Rees, who spent more than two decades with the Royal Shakespeare Company, bagged the Tony for best actor in a play in 1982 for his work on the RSC production of "The Life and Adventures of Nicholas Nickleby".
The lanky Rees, known for his honeyed voice, earlier had accepted an Olivier Award for his work on the original 1980 London production, also directed by Nunn, and he picked up an Emmy nomination after Nickleby was shown on TV.
A native of Aberystwyth, Wales, Rees grew up in South London and studied to be a painter at the prestigious Camberwell College of Arts and Slade School of Fine Art. In 1982, Rees starred in Tom Stoppard's "The Real Thing in London", and from 2004-07, he served as the artistic director of the Williamstown Theatre Festival in Massachusetts.
On the big screen, Rees played the Sheriff of Rottingham in Mel Brooks' "Robin Hood: Men in Tights" (1993) and was "King Pheron in The Scorpion King" (2002).

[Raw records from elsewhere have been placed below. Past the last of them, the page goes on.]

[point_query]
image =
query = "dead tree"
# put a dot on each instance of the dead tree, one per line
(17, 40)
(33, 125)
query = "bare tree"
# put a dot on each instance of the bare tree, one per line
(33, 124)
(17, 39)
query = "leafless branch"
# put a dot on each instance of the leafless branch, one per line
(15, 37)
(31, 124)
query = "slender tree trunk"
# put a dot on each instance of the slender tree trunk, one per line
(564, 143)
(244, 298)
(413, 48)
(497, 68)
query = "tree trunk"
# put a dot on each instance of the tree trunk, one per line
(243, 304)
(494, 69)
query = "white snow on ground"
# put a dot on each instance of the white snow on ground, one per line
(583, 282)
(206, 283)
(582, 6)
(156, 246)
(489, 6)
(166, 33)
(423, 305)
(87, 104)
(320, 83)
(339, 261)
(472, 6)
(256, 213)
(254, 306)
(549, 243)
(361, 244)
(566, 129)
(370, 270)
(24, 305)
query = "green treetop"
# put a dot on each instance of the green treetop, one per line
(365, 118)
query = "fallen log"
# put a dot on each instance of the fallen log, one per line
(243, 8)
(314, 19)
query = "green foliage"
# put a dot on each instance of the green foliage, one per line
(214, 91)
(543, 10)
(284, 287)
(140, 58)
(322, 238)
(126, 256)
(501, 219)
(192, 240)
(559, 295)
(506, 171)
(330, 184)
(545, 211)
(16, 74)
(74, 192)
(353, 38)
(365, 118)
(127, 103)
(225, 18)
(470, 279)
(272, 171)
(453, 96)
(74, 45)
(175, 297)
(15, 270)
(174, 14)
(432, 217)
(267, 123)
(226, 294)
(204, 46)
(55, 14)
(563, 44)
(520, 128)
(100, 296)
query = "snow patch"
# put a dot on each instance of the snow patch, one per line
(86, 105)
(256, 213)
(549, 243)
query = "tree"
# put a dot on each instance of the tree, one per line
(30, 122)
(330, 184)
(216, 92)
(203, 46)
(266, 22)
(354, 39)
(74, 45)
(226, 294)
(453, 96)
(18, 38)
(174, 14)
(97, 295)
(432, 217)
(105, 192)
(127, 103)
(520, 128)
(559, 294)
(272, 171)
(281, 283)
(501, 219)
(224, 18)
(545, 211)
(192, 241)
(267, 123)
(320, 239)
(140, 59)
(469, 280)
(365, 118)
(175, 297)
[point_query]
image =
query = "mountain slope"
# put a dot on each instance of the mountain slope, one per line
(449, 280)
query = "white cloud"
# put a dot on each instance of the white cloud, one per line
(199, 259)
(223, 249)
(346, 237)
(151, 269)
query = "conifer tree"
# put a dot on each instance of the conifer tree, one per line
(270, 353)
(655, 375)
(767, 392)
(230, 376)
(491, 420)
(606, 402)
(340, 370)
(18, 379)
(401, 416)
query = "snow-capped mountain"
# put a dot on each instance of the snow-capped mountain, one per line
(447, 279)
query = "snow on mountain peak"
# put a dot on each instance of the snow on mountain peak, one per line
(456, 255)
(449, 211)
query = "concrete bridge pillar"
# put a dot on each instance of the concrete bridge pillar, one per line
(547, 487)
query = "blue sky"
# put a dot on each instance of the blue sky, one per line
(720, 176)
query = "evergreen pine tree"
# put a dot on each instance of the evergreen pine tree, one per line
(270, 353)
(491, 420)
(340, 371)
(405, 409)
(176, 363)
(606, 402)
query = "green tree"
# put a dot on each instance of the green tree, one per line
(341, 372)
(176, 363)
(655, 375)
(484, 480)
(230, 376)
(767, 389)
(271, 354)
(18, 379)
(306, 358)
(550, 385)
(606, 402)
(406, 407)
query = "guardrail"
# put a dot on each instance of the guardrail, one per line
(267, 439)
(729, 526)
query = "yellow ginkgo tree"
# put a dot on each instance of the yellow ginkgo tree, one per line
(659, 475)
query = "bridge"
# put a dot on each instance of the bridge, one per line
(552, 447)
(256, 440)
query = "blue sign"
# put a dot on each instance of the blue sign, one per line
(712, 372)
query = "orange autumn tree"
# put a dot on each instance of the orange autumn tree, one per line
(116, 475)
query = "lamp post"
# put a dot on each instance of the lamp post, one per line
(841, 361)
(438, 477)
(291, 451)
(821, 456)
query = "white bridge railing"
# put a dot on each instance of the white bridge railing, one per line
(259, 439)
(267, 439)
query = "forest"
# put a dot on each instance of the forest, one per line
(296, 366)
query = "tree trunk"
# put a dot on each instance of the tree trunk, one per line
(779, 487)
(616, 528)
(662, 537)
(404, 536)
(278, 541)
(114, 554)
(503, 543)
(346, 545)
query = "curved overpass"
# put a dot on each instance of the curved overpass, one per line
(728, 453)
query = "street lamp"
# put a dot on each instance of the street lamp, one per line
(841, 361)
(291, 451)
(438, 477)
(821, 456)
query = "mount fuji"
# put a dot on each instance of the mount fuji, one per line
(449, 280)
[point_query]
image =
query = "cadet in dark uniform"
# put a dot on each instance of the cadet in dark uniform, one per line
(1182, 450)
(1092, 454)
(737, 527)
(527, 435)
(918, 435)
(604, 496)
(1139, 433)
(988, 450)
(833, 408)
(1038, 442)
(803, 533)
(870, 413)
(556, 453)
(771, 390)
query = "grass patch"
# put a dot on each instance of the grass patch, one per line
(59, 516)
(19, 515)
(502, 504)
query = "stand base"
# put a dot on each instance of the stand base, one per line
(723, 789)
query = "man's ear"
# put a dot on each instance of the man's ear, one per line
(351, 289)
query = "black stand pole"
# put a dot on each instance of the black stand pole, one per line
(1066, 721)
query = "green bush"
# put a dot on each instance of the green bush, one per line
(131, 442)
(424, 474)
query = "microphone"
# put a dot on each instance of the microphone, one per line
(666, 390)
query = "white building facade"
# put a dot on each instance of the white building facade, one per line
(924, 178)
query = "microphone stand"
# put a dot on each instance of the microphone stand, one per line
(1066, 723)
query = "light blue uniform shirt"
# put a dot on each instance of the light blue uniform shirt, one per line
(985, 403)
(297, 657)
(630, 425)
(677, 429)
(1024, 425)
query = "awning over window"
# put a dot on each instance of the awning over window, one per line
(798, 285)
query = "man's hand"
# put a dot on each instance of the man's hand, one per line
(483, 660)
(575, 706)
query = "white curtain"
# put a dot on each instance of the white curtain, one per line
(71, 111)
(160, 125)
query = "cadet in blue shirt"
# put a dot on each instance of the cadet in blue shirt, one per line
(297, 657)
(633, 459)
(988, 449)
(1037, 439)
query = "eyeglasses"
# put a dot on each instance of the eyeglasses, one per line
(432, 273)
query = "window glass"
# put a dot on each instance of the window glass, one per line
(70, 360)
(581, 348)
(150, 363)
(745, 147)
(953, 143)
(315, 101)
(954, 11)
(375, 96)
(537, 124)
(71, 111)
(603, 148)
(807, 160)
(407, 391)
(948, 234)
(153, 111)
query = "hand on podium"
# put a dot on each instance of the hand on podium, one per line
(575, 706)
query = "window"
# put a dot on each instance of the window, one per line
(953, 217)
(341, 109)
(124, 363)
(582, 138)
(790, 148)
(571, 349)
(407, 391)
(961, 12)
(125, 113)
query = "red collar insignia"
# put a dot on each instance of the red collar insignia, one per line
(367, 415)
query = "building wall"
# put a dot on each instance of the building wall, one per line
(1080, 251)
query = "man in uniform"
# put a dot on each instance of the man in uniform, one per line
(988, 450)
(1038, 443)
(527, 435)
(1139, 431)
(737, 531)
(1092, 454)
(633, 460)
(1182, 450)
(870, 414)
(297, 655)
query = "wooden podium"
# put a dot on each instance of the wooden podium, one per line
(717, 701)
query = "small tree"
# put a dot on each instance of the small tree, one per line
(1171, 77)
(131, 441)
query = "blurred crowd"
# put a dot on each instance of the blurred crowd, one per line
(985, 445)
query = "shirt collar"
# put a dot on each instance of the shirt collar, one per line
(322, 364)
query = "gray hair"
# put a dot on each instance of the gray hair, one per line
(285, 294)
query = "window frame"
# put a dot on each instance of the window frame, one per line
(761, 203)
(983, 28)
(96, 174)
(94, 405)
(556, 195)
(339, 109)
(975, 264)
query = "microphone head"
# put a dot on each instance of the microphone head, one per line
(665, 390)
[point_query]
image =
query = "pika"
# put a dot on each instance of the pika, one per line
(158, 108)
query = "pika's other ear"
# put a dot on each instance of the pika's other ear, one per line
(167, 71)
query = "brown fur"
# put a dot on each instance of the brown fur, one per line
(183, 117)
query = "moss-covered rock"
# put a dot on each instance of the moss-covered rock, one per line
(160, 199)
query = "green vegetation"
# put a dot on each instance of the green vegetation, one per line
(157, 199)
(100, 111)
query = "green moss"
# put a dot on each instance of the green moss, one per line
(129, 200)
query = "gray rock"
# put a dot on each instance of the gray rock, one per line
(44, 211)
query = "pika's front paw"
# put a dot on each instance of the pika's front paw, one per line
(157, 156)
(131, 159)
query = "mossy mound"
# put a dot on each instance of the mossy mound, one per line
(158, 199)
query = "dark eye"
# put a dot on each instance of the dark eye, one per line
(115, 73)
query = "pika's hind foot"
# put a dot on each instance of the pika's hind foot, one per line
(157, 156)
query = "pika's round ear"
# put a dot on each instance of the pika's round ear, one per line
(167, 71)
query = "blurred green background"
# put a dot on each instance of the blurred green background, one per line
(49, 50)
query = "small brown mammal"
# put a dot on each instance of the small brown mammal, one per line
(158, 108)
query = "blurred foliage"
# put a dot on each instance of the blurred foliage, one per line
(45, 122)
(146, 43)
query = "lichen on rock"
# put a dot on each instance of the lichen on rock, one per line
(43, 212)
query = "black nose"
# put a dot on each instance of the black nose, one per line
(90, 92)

His filmography also includes "Star 80" (1983), "Frida" (2002), "The Treatment" (2006), "The Prestige" (2006) and "The Pink Panther" (2006).
Rees co-starred legendary British stage actor Laurence Olivier in the miniseries "The Ebony Tower" (1984).
He had recurring TV roles on sitcoms "Singles", "Boston Common" and "M A N T I S", and he recently showed up on "Grey's Anatomy", "The Good Wife", "The Middle and Elementary".